Après un avertissement pour un message trompeur, Twitter signale un tweet de Donald Trump pour "apologie de la violence"

Le président américain, ulcéré par l'attitude de Twitter à son égard, a signé jeudi un décret visant à limiter la protection des réseaux sociaux et la latitude dont ils bénéficient dans la modération de leurs contenus.

Le tweet de Donald Trump signalé pour \"apologie de la violence\", pris en photo à Vaasa (Finlande), le 29 mai 2020.
Le tweet de Donald Trump signalé pour "apologie de la violence", pris en photo à Vaasa (Finlande), le 29 mai 2020. (OLIVIER MORIN / AFP)

"Quand les pillages démarrent, les tirs commencent. Merci !" C'est avec un tweet que Donald Trump a réagi aux affrontements entre manifestants et policiers à Minneapolis (Minnesota), dans le nord des Etats-Unis. Des manifestants ont incendié jeudi soir un commissariat de la ville, lors de la troisième nuit d'affrontements contre la police, aux mains de laquelle est mort un homme noir, George Floyd. Mais le message du président américain, qui peut être interprété comme une incitation aux forces de l'ordre à faire usage de leurs armes, a été signalé par Twitter, vendredi 29 mai, pour "apologie de la violence".

"Ces voyous déshonorent la mémoire de George Floyd, et je ne laisserai pas cela se produire. Je viens de parler au gouverneur [du Minnesota] Tim Walz et je lui ai dit que l'armée était avec lui, quoi qu'il en soit. Une seule difficulté et nous prendrons le contrôle", écrit également le président américain dans le même tweet.

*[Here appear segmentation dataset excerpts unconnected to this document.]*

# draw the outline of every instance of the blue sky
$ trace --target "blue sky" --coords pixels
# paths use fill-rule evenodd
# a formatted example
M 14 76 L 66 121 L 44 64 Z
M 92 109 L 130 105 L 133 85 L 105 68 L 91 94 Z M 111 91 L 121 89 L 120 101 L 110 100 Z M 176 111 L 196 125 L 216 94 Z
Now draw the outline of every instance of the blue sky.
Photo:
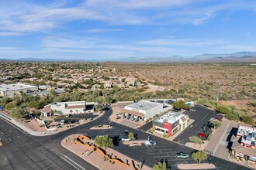
M 255 0 L 1 0 L 0 58 L 256 51 Z

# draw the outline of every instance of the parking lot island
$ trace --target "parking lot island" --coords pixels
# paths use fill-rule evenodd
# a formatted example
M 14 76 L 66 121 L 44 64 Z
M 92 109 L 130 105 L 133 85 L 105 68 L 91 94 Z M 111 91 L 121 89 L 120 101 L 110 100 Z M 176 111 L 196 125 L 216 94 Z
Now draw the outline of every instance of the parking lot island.
M 90 130 L 103 130 L 103 129 L 111 129 L 111 125 L 107 124 L 99 124 L 90 128 Z
M 210 169 L 215 168 L 213 164 L 202 163 L 202 164 L 179 164 L 178 165 L 179 169 Z
M 61 145 L 99 169 L 140 169 L 142 164 L 112 148 L 97 147 L 89 137 L 81 134 L 70 135 L 61 141 Z M 149 167 L 142 165 L 142 170 Z

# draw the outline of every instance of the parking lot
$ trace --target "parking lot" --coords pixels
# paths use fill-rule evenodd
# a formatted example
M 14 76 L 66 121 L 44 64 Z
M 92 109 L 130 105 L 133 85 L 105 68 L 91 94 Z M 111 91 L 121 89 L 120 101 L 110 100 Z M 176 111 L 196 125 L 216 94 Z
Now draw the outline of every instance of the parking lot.
M 197 136 L 199 133 L 205 133 L 202 127 L 207 124 L 211 117 L 223 118 L 223 116 L 218 115 L 215 110 L 207 109 L 202 106 L 196 105 L 192 108 L 195 110 L 188 110 L 185 114 L 189 115 L 189 118 L 195 120 L 185 130 L 184 130 L 178 137 L 175 138 L 175 141 L 186 144 L 190 142 L 189 138 L 190 136 Z M 206 134 L 209 134 L 208 131 Z

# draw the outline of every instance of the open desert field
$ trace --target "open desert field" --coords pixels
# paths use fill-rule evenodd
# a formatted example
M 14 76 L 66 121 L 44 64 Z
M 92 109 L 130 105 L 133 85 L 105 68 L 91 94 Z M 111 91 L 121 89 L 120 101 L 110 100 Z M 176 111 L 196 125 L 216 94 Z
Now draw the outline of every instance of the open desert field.
M 175 90 L 187 99 L 220 100 L 256 113 L 256 66 L 250 63 L 107 63 L 122 76 L 137 77 L 148 83 Z

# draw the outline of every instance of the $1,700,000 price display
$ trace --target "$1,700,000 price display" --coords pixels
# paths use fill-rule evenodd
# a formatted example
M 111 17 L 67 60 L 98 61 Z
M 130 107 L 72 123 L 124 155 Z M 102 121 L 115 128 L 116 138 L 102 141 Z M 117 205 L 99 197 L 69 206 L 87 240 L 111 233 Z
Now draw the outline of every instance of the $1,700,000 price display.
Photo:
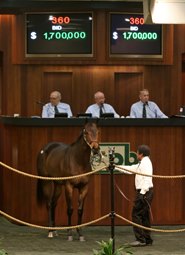
M 119 37 L 118 32 L 112 33 L 112 38 L 117 40 Z M 123 40 L 157 40 L 158 36 L 156 32 L 123 32 L 121 34 L 121 39 Z
M 36 32 L 32 32 L 30 35 L 30 38 L 32 40 L 36 40 L 37 39 L 37 33 Z M 72 39 L 80 39 L 83 40 L 86 38 L 86 32 L 83 31 L 75 31 L 75 32 L 59 32 L 59 31 L 55 31 L 55 32 L 46 32 L 43 34 L 43 37 L 45 40 L 72 40 Z

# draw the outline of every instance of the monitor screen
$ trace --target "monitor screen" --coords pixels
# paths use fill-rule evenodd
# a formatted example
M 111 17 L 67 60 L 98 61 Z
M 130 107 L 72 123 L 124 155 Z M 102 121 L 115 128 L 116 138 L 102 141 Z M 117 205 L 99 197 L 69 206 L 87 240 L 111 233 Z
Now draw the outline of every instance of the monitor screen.
M 26 13 L 26 57 L 92 57 L 93 14 Z
M 162 58 L 162 25 L 145 24 L 143 14 L 110 13 L 110 57 Z

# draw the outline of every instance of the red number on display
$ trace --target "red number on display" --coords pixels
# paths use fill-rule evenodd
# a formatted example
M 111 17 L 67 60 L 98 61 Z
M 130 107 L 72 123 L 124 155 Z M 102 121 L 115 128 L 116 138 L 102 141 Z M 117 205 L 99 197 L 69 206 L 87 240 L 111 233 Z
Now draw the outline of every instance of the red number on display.
M 130 25 L 143 25 L 144 24 L 144 18 L 130 18 Z
M 53 24 L 69 24 L 70 18 L 69 17 L 54 17 L 52 18 Z

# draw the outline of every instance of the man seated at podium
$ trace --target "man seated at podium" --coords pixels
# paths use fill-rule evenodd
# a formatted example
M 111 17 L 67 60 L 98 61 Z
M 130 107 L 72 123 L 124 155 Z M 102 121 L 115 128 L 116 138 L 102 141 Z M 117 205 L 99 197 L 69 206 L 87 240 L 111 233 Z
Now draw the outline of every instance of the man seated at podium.
M 130 118 L 168 118 L 157 106 L 149 101 L 149 91 L 143 89 L 139 93 L 140 101 L 134 103 L 130 109 Z
M 119 118 L 114 108 L 110 104 L 105 103 L 105 95 L 103 92 L 98 91 L 94 94 L 95 104 L 90 105 L 86 113 L 91 113 L 92 117 L 99 118 L 103 113 L 113 113 L 114 118 Z
M 42 118 L 55 118 L 59 113 L 67 113 L 67 117 L 72 117 L 72 111 L 69 104 L 61 102 L 61 93 L 53 91 L 50 94 L 50 102 L 42 108 Z

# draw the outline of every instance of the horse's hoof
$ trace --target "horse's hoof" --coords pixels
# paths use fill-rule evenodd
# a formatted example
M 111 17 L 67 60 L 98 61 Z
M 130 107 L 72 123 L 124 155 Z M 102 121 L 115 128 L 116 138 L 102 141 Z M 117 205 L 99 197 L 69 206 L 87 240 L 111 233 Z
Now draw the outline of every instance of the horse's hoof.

"Ce tweet viole les règles de Twitter sur l'apologie de la violence. Toutefois, Twitter estime qu'il est dans l'intérêt du public que ce tweet reste accessible", justifie le réseau social. "Nous avons pris ces mesures afin d'empêcher d'autres personnes de commettre des actes de violence", ajoute Twitter, qui renvoie à l'une de ses notices. Les utilisateurs de Twitter peuvent retweeter le message avec un commentaire, mais ne pourront pas l'aimer, y répondre ou le retweeter.

Cet avertissement intervient trois jours après que Twitter a signalé, pour la première fois, des messages du président américain, en ajoutant la mention : "Vérifiez les faits". Il s'agissait de tweets jugés "trompeurs", affirmant que le vote par correspondance était forcément "frauduleux", car sujet aux manipulations, une question ultrasensible en pleine année électorale. En réponse, Donald Trump a menacé de faire purement et simplement "fermer" des réseaux sociaux et a signé jeudi un décret visant les opérateurs de ces réseaux sociaux.